Since the advent of the FDCA in 1906, the government could rely on Court's generally deferring to administrative determinations and, where the government declared a statement, label or advertisement to be false, it could proceed to enforcement without concern for Due Process or the First Amendment. But deference to agency determinations is also being reconsidered by the Court. For example, in Christopher v. Smithkline Beecham Corp., the Supreme Court refused to defer to an agency's interpretation of ambiguous regulations, stating:
It is one thing to expect regulated parties to conform their conduct to an agency's interpretations once the agency announces them; it is quite another to require regulated parties to divine the agency's interpretations in advance or else be held liable when the agency announces its interpretations for the first time in an enforcement proceeding and demands deference.

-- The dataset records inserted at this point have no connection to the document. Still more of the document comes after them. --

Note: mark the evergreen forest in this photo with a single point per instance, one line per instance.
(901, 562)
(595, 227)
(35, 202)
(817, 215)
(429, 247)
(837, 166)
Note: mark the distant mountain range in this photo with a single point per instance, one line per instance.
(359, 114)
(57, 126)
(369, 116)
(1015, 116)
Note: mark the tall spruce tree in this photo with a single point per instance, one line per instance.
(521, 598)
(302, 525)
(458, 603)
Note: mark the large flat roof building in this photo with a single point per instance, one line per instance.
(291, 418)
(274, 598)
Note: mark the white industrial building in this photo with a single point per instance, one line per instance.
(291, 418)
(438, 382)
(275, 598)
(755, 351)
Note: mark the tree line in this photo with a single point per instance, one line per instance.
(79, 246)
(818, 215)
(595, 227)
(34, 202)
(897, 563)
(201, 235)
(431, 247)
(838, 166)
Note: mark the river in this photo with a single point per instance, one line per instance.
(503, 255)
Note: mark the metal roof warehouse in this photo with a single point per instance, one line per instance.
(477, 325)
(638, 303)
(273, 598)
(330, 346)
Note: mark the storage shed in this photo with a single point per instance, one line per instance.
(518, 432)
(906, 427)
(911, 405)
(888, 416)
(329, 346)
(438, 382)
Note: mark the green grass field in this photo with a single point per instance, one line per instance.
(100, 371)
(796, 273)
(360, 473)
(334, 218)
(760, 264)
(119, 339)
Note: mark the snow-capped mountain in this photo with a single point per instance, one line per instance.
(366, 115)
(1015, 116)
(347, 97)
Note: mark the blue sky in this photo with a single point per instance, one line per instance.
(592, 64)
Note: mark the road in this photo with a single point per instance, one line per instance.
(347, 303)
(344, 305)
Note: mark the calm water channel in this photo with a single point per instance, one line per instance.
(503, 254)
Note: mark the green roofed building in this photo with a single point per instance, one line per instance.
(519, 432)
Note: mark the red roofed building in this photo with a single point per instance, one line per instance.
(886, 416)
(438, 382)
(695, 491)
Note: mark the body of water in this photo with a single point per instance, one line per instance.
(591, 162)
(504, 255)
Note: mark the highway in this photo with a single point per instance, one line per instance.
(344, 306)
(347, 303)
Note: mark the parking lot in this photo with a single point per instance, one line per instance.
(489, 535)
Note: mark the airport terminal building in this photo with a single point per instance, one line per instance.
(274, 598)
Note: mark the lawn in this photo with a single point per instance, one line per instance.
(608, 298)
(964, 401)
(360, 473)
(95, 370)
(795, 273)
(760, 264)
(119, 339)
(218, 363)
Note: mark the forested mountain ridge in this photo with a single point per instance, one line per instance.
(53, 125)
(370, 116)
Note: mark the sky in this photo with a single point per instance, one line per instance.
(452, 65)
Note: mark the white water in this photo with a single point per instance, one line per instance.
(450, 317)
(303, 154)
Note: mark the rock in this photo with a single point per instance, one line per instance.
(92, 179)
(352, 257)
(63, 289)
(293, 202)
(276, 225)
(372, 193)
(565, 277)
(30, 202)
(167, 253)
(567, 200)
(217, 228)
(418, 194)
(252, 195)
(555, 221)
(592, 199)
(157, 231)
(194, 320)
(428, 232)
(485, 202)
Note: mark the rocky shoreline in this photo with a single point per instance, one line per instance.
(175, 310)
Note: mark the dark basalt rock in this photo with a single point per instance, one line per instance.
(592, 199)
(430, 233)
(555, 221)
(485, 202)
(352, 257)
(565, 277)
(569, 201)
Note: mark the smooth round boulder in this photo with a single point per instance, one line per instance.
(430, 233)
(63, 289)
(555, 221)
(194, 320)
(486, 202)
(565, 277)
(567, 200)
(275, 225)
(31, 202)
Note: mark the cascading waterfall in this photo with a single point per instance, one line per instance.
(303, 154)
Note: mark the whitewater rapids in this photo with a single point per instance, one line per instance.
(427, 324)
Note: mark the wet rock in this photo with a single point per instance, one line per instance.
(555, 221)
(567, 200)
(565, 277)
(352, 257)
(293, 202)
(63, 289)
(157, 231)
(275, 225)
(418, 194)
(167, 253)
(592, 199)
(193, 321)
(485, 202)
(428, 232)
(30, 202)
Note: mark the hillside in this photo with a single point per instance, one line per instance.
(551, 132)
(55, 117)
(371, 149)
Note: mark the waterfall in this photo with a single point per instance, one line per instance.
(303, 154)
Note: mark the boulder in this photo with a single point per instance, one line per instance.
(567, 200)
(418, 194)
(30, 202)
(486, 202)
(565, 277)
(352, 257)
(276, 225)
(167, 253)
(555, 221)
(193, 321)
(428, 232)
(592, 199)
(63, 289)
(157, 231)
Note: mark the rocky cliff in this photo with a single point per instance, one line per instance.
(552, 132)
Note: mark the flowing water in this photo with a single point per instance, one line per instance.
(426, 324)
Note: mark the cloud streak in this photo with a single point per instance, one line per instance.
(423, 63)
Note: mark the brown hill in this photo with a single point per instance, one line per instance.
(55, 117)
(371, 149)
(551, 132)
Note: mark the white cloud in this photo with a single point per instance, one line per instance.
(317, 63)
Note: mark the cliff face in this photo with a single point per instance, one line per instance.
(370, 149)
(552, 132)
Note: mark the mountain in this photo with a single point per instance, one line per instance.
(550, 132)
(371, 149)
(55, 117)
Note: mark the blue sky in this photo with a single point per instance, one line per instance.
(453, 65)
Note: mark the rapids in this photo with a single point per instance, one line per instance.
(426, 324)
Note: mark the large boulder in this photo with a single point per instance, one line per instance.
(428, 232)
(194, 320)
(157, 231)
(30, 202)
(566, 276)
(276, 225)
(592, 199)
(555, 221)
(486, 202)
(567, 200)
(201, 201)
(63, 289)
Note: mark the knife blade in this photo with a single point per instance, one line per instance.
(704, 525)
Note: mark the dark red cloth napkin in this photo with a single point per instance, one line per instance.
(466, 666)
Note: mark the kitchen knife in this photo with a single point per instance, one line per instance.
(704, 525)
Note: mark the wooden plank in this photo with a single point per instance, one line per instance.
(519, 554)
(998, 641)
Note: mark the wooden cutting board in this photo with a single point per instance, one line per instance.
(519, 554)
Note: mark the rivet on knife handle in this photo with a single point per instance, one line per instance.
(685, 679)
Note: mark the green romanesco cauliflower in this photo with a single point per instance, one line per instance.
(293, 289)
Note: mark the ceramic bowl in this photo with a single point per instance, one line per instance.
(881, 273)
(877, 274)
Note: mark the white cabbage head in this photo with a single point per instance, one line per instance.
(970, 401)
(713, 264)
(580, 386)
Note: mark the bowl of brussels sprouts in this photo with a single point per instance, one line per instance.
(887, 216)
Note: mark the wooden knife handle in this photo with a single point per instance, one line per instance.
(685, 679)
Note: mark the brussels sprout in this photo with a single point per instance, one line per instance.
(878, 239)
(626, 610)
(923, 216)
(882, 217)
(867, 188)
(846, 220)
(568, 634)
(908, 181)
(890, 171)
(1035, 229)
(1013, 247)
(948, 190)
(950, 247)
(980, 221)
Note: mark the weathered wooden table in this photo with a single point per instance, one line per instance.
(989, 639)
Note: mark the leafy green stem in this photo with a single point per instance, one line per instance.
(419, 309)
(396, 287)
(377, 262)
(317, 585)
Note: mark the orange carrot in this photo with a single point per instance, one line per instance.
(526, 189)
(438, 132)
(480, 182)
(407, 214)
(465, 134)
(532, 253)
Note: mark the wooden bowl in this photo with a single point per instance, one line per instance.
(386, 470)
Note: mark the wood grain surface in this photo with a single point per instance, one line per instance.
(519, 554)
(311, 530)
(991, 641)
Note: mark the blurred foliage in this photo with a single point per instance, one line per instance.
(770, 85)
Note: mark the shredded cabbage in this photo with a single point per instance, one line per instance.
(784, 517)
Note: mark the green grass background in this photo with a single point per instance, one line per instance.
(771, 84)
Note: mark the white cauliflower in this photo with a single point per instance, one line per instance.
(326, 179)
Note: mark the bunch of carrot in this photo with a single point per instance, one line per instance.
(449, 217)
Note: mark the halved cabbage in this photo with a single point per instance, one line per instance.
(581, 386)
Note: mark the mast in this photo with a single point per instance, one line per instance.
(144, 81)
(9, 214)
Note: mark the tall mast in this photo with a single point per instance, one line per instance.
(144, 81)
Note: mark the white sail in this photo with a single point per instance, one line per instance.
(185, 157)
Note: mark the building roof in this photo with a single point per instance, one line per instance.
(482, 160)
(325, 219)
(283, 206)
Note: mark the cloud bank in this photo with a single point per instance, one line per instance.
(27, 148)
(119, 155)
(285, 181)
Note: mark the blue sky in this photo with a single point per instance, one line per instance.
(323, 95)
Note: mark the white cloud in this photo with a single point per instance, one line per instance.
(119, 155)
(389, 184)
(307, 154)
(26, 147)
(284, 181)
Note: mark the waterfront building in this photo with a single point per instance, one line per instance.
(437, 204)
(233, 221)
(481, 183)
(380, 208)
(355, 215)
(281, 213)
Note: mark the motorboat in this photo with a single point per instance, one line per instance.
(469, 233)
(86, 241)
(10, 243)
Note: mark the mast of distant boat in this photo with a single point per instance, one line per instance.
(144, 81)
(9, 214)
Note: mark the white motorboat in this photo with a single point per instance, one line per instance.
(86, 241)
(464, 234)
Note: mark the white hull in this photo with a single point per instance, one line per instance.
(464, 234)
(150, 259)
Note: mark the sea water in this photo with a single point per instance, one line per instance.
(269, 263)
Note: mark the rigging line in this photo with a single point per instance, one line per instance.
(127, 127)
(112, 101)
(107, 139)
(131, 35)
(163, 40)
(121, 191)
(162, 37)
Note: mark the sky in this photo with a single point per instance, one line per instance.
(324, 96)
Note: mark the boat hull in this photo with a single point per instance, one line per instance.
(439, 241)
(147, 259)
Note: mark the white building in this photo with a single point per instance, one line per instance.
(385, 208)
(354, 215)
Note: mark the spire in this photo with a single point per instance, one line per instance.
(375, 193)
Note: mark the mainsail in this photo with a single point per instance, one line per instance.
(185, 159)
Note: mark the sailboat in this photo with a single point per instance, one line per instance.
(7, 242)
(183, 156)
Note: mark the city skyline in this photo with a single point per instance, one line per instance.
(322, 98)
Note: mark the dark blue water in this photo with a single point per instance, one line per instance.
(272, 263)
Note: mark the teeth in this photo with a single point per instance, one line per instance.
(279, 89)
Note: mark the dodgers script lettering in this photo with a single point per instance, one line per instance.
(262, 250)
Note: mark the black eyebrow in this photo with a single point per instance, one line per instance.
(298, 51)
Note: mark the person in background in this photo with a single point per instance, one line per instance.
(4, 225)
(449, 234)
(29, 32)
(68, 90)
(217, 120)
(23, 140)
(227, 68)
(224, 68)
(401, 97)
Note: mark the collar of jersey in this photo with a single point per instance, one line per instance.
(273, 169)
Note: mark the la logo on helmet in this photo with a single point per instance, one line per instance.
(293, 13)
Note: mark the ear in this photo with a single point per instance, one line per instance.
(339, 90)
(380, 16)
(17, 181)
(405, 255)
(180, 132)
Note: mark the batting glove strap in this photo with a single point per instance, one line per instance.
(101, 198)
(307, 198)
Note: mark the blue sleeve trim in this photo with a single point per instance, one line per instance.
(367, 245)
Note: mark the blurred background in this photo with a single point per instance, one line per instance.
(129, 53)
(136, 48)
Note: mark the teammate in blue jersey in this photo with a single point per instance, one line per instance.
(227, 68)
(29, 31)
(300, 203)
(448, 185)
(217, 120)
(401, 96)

In FCC v. Fox Television Stations, Inc., the Supreme Court considered the issue of deference to regulatory agencies in the context of the First Amendment holding that the regulation failed under the Due Process Clause, because "regulated parties should know what is required of them so they may act accordingly;" and "precision and guidance are necessary so that those enforcing the law do not act in an arbitrary and discriminatory way."
There is little doubt that the proposed Compounding Quality Act will provide the FDA with significant oversight over sterile compounding facilities, and will provide the FDA, state regulators and consumers with increased transparency on the scope of "unapproved" compounded sterile preparations on the market. Congress has directed the FDA to issue regulations (not Guidance) governing pharmacy compounding but no deadline was set for publication of a proposed rule. How the FDA will reign in the burgeoning business of non-sterile compounding will need to await the rulemaking process.